Friday, September 23, 2022

Covid, eggs for supper, and a new word

 


Alter eggs elegante
(tastes better than it looks)

Three longtime friends and I have a custom of celebrating birthdays with a restaurant dinner—a custom we sorely missed during quarantine. The birthday girl gets to choose the restaurant, and we treat her to dinner and bring small gifts. Tonight we were to have belatedly celebrated one (only almost a month late—they have busier schedules than I do), but one of them came home from a trip with covid and is not quite over it. So we rescheduled—another whole month. At this rate the celebrant will be another year older before she gets that dinner.

The Burtons are at a birthday party at a distillery—Jordan was vague about the location, but I am anxious to hear details. At any rate, I was on my own for dinner. Frequently, when I’m alone I just scramble a couple of eggs. Tonight I went all out and fixed what I decided to call Alter Eggs Elegante. If you go to Carshon’s deli in Fort Worth for breakfast your choices will include eggs and salami or eggs and lox. When I took daughter-in-law Lisa once, she ordered eggs with salami, expecting sliced salami as a side, and was astounded when the salami was chopped and scrambled into the eggs. And that’s how their eggs with lox are served—sometimes with onion.

Several years ago I decided to fancy them up. I added chopped green onion and chopped tomatoes. Taking a cue from my mom, I added a dollop of cottage cheese, which gives the eggs a lot of body (it does leave a liquid residue which you just have to pour off). So that’s what I ate tonight, with a green salad and a blue cheese/buttermilk dressing. Good eating!

But my friend’s covid plus a visit with my doctor spurred me to investigate getting the new booster. My doctor told us this week that since we have had all Moderna vaccines, we should stick with that. His office only had Pfizer. As I explored today, I found lots of places with Pfizer, not many with the new Moderna booster. The best bet seemed to be a Walgreen’s not too far from the house. But when I tried to pull up the website, I got the dreaded access denied message. This continued all day.

So this evening, I called the pharmacist directly. He told me to call Walgreen’s 1-800 number which I did—and got an automated woman who insisted on scheduling me for a Pfizer shot. No! Tried the website and behold! It was back up. I have an appointment for Tuesday morning.

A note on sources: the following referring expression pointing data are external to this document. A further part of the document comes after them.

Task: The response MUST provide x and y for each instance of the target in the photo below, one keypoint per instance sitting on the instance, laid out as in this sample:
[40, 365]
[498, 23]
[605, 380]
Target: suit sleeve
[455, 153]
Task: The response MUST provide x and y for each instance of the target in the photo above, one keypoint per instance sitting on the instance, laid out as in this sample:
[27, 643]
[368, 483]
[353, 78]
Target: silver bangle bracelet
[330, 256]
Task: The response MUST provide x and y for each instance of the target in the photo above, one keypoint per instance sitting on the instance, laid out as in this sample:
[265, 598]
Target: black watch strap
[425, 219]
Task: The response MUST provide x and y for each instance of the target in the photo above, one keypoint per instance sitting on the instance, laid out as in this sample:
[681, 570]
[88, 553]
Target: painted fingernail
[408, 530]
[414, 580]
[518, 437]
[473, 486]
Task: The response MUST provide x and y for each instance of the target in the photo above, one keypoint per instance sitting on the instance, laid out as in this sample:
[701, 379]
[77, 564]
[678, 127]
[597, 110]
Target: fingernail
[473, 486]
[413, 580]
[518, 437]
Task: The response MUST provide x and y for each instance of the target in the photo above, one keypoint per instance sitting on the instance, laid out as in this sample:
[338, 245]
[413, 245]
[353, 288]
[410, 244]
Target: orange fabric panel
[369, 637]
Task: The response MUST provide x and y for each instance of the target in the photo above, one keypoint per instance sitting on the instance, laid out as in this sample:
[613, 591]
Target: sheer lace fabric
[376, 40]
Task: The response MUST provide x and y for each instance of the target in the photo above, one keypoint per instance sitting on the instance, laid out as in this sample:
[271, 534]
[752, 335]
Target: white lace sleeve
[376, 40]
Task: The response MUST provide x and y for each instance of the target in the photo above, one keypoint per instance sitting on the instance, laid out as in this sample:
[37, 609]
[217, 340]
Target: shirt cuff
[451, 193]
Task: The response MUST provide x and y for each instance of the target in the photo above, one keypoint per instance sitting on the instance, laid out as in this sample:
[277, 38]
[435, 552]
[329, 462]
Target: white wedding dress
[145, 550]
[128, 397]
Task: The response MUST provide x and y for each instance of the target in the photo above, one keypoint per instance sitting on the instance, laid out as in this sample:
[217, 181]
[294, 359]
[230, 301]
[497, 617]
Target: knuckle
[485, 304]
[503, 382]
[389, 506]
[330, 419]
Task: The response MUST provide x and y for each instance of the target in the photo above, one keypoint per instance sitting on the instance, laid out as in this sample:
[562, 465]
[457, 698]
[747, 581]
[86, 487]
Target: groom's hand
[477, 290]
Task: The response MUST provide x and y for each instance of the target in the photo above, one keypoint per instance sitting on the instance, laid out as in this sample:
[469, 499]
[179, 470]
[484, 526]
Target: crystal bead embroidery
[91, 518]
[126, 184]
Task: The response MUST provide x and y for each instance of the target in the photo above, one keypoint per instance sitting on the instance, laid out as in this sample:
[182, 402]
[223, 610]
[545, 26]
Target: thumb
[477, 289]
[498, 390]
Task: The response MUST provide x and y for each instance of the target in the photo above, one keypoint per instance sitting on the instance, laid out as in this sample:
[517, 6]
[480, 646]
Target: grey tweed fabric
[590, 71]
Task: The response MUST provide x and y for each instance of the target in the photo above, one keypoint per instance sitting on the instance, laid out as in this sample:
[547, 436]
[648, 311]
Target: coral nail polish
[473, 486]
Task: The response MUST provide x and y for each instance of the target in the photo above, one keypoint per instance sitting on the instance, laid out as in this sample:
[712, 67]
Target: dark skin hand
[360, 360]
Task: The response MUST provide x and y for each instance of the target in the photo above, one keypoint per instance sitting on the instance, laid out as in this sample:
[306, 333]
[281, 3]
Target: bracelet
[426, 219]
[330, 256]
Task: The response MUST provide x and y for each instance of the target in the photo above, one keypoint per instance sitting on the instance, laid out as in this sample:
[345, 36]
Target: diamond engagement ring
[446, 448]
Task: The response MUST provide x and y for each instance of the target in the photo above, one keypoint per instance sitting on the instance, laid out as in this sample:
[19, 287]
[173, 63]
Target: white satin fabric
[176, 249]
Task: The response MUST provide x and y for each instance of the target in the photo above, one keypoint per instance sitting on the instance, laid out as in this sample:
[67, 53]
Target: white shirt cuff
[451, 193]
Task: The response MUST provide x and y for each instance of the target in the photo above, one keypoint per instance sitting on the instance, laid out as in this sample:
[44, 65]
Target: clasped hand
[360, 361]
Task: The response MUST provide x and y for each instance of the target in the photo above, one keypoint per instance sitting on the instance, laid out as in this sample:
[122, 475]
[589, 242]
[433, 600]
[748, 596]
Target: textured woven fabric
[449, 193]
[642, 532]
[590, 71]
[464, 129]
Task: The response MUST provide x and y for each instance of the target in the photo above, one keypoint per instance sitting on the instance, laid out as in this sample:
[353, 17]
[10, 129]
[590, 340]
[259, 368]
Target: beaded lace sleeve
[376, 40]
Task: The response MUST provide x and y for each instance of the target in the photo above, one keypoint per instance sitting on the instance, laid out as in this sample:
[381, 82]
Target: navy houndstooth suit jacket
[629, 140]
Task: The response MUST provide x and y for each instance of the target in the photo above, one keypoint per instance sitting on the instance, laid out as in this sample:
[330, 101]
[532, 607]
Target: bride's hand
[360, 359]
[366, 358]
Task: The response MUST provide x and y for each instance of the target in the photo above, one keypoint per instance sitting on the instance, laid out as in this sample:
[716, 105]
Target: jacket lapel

The run-around with Walgreen’s—honest, it probably ate an hour and a half of my day—reminded me that I want to caution friends against Cigna dental insurance. I paid for insurance for six months, and each month they returned my check to the bank. Each month I called and was given a variety of suggested fixes, including that I had the wrong code and, finally, ridiculously, that I hadn’t put P.O. before the word Box on the envelope. In desperation, week before last, I asked my bank to call. They got the same run-around (all this from representatives who did not seem to have English at their first language). It occurred to me to ask my dentist’s office to check my insurance since I had an appointment the next week. They reported my insurance had been cancelled. And a few days later I received a letter—late September remember—telling me my insurance was cancelled July 31 for non-payment. I am left wondering if they ever looked at the record of my phone calls. It seems inexcusable to me that I was left two months without insurance but ignorant of that fact.

My resolve: business with small agencies and mom-and-pop businesses as much as possible. It’s hard, though. There’s a small, privately owned pharmacy down the street from my house where I send prescriptions as much as possible. Today they told me it would be at least a month before they got boosters, and I gathered they couldn’t assure me it would be Moderna.

My new word for the day: stoush. It means to fight with someone. So I have had a stoush with corporate America.